I used an immersion chiller for the for the first time on the weekend, have been using the no chill method up until now, just wondering about the trub (congealed proteins and that not) that precipitates out of solution and whether or not it's OK to go into the fermentor or not. When using the no chill method it usually settles out in my cube so it never went into the fermentor, where as with cooling the wort rapidly the particles are smaller and somewhat suspended in solution.

Cheers

Aaron
 
I usually leave a portion behind but the trub is proteins and hops. Hops never hurt anyone and proteins add to head retention. I have poured the lot in previously with no issue, now I get a portion in but leave some behind. I wouldn't worry too much.

If you want you can use whirlfoc/irish moss/koppafloc and/or whirlpool which helps concentrate the break material and hop trub so it's easier to avoid and leave behind.
 
yeah i use Irish moss and now that i have a brew fridge will be adding gelatin and all that jazz, any idea on how you get around the percipitating problem when using a plate chiller ? would it get clogged as I'm thinking of buying a mashmaster one sometime after christmas

Aaron
 
This article provides a pretty decent explaination...

http://brewingtechniques.com/library/backi....2/barchet.html

If you use an immersion chiller in your kettle, add some whirlfloc 15min before flameout, then chill, then whirlpool and drain through your tap... most of the cold trub and hops should be left behind.

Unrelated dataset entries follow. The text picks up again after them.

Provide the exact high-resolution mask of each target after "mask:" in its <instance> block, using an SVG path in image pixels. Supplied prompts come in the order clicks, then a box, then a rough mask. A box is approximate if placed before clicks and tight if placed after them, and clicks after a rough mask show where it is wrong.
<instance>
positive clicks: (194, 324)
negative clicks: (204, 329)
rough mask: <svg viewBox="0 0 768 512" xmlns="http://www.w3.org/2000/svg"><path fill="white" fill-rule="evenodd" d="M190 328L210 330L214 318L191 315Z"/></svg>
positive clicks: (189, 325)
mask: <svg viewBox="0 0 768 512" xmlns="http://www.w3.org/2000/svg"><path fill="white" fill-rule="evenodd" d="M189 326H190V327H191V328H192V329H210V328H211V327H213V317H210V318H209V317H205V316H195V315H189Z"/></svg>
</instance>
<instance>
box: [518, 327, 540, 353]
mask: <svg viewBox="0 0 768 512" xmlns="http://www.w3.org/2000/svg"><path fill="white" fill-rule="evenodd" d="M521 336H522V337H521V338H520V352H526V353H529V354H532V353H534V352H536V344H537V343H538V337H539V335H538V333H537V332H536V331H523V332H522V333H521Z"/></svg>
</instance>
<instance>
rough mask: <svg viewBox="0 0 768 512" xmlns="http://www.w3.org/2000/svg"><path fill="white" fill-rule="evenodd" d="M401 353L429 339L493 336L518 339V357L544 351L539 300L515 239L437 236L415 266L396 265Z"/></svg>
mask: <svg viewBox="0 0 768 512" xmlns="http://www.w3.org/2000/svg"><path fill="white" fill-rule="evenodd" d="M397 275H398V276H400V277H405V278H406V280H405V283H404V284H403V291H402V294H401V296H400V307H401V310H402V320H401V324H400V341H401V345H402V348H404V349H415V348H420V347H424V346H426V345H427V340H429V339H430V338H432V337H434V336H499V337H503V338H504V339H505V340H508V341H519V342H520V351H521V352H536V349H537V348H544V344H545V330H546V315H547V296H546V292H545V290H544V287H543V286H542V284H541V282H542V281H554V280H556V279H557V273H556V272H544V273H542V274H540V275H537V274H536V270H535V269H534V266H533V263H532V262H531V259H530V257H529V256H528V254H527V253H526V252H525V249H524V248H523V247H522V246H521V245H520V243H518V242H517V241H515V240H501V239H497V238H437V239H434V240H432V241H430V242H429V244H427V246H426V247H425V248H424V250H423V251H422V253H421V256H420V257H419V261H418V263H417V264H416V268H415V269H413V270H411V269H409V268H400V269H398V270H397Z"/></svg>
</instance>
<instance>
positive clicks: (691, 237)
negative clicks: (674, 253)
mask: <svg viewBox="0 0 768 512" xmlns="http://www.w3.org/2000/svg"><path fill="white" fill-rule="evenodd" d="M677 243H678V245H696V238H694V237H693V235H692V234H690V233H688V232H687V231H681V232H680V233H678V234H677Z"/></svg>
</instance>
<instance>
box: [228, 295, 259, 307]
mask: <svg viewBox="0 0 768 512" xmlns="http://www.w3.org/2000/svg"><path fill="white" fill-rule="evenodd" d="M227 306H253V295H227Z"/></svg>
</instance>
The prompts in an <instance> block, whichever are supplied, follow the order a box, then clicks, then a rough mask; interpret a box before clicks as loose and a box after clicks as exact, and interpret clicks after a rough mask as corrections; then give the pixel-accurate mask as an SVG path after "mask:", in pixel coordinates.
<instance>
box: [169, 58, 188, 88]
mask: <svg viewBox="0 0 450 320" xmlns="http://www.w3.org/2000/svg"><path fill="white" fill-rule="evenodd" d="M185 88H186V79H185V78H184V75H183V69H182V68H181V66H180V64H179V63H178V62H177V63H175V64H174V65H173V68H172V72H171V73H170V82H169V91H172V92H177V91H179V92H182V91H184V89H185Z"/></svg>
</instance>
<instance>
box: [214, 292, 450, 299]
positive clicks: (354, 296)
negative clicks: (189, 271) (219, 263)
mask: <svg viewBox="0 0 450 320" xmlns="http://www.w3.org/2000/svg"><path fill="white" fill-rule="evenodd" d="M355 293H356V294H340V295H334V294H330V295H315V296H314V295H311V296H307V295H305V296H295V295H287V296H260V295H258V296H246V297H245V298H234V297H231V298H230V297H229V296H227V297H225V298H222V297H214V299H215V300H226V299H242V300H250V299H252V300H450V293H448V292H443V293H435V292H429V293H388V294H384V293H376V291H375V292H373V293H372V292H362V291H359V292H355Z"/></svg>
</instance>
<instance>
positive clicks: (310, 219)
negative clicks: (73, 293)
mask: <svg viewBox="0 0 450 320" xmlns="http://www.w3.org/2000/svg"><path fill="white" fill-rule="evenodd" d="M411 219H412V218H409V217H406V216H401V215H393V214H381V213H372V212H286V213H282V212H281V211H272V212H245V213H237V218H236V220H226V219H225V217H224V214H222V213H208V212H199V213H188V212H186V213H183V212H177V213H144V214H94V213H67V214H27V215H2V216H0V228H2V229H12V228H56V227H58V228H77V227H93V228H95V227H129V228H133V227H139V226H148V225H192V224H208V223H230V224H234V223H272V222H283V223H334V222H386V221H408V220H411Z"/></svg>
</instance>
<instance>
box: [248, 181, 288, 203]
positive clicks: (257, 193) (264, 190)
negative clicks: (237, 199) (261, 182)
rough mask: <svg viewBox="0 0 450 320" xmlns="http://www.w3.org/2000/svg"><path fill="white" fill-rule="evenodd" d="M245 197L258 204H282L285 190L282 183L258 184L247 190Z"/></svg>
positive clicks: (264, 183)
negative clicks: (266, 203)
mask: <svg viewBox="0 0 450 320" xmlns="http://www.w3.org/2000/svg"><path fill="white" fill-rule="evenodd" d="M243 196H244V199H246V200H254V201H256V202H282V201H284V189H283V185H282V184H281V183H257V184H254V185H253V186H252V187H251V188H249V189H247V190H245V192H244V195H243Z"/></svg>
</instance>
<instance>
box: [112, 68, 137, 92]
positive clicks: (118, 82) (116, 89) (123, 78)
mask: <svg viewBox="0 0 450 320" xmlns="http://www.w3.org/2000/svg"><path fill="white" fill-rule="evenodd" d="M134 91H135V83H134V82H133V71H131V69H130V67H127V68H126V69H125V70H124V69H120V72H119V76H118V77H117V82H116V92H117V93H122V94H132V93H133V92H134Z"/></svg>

Personally, I only NC now and have fermented directly in the NC cube.. or racked into a fermentor (leaving cold trub behind). Both method produce similar results.
 
yeah i use Irish moss and now that i have a brew fridge will be adding gelatin and all that jazz, any idea on how you get around the percipitating problem when using a plate chiller ? would it get clogged as I'm thinking of buying a mashmaster one sometime after christmas

Aaron

Sorry can't help. I chill in a bath full of frozen PET bottles.

The effect of irish moss is separate to the effect of gelatin and cold conditioning though. Irish moss is a kettle fining that helps coagulate the proteins which in turn makes it easier to leave break material behind.

Gelatin/isinglass and cold conditioning help drop out the yeast. Both have an effect on the clarity of liquid but at different points and for different reasons.